Young Americans get the shaft from their elders, writes Matt Miller of the Center for American Progress in in the Washington Post. Neither party will do anything about it.
As many as 100 million Americans live in households today that are earning less than their parents did at a similar age.
. . . In 1980, a year at a public college cost about 12 percent of median family income; the maximum Pell grant covered 70 percent of that. Today, public colleges cost a staggering 26 percent of family income each year, and Pell grants cover at most a third.
. . . The job market for young people is a disaster, the toll of a burst financial and housing bubble that both parties let fester. The crisis has reached the point where years of unpaid labor (in the form of internships) have become a way of life for millions of Americans in their 20s.
Our K-12 schools have slid from the best in the world to mediocre under both Republican and Democratic presidents and governors.

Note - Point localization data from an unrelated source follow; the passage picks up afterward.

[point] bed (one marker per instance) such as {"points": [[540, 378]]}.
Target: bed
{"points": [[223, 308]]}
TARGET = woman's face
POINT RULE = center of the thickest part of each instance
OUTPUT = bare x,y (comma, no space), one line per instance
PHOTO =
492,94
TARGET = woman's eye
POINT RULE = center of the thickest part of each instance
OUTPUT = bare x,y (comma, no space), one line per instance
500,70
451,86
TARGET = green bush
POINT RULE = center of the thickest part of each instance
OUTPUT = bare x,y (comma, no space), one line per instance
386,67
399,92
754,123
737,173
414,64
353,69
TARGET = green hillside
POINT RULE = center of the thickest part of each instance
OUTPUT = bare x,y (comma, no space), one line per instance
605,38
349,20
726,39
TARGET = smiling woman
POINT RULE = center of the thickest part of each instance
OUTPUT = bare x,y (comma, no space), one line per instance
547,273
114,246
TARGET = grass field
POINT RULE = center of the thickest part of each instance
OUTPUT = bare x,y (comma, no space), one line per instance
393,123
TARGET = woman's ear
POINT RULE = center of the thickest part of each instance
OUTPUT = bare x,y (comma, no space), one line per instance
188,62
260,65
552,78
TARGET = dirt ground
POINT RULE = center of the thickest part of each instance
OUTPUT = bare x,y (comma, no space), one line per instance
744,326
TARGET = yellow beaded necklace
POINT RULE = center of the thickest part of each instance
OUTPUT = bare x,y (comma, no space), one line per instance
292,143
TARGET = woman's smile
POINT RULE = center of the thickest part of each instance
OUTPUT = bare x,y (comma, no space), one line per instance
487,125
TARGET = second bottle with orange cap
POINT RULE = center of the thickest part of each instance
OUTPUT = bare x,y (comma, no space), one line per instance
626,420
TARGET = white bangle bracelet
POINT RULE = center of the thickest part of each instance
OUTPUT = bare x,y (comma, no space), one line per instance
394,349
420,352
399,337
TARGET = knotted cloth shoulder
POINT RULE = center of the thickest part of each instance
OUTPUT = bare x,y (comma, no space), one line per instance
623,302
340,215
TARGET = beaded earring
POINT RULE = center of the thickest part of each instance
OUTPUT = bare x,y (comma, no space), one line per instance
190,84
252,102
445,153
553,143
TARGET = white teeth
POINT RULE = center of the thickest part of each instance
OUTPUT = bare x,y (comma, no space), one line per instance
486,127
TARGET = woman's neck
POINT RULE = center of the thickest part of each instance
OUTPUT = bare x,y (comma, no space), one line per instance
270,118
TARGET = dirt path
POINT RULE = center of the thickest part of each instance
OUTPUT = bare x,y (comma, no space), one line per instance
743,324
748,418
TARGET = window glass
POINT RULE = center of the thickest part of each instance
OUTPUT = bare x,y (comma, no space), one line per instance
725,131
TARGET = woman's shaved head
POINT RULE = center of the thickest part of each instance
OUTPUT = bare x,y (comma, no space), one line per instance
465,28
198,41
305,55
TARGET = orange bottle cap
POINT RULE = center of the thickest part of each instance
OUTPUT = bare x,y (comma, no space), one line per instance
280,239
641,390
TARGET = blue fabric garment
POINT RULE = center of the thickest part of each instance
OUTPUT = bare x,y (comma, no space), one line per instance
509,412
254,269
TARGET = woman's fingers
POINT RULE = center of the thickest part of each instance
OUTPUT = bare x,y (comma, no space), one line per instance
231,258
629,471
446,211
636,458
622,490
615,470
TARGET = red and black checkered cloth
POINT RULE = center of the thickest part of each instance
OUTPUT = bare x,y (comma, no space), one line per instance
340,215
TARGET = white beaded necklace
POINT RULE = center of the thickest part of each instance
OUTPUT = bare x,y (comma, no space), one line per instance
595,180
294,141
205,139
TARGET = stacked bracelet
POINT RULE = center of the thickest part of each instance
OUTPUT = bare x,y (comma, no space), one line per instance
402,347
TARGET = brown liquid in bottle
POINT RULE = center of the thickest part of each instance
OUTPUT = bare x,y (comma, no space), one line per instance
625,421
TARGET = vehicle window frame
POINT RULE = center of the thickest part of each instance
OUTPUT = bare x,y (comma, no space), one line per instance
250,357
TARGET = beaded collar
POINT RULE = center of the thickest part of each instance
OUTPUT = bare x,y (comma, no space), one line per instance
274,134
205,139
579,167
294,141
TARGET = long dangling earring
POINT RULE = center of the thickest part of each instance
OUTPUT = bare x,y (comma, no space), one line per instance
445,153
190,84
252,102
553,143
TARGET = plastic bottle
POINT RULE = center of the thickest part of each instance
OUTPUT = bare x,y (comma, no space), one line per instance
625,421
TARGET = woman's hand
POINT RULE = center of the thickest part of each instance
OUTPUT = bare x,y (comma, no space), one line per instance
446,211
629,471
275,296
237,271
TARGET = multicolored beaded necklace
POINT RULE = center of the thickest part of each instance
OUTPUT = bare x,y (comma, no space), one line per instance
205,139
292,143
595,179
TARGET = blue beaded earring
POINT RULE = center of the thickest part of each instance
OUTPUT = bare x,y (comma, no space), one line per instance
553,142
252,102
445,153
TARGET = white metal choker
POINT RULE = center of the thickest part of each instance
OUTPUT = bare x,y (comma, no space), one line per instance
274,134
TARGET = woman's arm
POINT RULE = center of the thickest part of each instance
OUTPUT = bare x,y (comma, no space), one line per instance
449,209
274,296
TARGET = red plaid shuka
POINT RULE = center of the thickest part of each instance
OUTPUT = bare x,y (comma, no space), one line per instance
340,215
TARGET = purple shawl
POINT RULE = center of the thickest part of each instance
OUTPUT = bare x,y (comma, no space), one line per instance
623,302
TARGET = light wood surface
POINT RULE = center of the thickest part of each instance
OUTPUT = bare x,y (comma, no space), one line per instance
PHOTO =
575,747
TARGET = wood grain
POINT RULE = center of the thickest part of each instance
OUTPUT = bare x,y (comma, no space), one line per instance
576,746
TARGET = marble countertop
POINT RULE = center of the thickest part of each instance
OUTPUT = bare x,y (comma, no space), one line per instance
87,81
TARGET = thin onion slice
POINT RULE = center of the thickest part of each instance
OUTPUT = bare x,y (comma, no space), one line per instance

That’s largely because for decades we’ve embraced a bipartisan policy of recruiting middling students to become teachers.
Politicians from both parties “have pre-committed virtually all public resources to seniors,” Miller writes. “Want to help a poor child or fix a bridge? Sorry, kids, the till is empty.”
The generational war is raging and the young are losing, writes Rick Hess, who thinks it’s time for baby boomers to “step up.” Of course, many boomers are paying their children’s high college costs.